El chico intentó maldecirlo, aunque, por supuesto, era imposible con la mordaza. Arqueó la espalda, tiró más de las cuerdas y gritó de frustración, lo que impulsó al perro a ladrar de nuevo. A pesar de saber que le estaba regalando la vista a Brahms con aquel espectáculo, no conseguía contenerse. Al final, el segador ordenó a sus guardias que lo sentaran en una silla y él mismo le quitó la mordaza de la boca.

—Si tienes algo que decir, dilo ahora —ordenó Brahms.

En vez hablar, Rowan aprovechó la oportunidad para escupirle en la cara, con lo que se ganó un revés con el dorso de la mano.

—¡Te dejé vivir! —chilló Rowan—. Podría haberte cribado, ¡pero te dejé vivir! ¿Y tú me lo pagas cribando a mi padre?

—¡Me humillaste!

—¡Te merecías algo mucho peor!

Brahms miró el anillo que le había quitado al chico y se lo guardó en el bolsillo.

—Reconozco que, tras tu agresión, tuve un momento de introspección y reconsideré mis actos. Pero después decidí que no me dejaría amedrentar por un matón. ¡No cambiaré mi forma de ser por alguien como tú!

Rowan no se sorprendió. Había sido un error creer que una serpiente podía decidir no serlo.

—Podría cribarte y quemarte, como me habrías hecho tú a mí —siguió Brahms—. Pero todavía cuentas con la inmunidad «accidental» de la segadora Anastasia, así que me castigarían por no respetarla. —Negó con la cabeza, resignado—. Nuestras propias normas nos coartan.

—Supongo que ahora me entregarás a la Guadaña.

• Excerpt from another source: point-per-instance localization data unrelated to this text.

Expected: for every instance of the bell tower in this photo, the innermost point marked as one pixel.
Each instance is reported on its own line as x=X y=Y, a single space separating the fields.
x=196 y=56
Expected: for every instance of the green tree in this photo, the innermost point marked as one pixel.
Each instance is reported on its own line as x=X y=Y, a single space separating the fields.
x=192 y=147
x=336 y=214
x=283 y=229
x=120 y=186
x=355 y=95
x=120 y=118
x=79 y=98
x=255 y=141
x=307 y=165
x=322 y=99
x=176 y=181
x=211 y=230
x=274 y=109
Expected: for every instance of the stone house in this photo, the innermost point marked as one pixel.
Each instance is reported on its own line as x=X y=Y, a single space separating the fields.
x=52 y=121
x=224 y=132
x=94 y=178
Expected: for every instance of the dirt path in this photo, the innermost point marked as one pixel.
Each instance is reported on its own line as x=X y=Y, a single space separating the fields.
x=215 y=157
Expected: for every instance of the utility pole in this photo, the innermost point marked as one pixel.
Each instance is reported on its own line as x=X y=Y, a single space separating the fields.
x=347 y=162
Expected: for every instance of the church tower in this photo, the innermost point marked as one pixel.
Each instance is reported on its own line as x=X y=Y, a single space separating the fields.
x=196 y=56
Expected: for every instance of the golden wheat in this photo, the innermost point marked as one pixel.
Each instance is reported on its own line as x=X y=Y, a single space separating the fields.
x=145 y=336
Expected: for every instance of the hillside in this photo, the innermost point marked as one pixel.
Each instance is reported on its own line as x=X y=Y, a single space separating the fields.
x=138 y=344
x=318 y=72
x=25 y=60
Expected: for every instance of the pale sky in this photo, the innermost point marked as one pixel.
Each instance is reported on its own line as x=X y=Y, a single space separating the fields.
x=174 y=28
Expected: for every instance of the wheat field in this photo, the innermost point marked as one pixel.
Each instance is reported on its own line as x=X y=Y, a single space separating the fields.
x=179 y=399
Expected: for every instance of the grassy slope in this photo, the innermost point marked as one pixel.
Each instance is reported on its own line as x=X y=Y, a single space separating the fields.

—Podría, y seguro que estarán encantados de cribarte cuando expire tu inmunidad el mes que viene. —Entonces sonrió—. Pero no voy a contarle a la Guadaña que he atrapado al escurridizo segador Lucifer. Tenemos unos planes mucho más interesantes para ti.

—¿Tenemos? —preguntó Rowan—. ¿Y ese plural?

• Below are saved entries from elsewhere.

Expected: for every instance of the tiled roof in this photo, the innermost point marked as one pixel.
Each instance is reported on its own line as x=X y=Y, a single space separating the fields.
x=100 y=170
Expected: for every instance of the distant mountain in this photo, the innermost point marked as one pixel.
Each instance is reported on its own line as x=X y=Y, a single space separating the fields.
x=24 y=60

Pero la conversación había llegado a su fin. Brahms le puso de nuevo la mordaza y se volvió hacia los guardias.

—Dadle una paliza, pero no lo matéis. Y cuando lo curen sus nanobots, dadle otra paliza. —Después chascó los dedos para llamar a su perro—. ¡Ven, Réquiem, ven!

Brahms dejó a sus matones trabajándose los nanobots de Rowan mientras fuera el mismo cielo parecía rasgarse con un plañidero diluvio.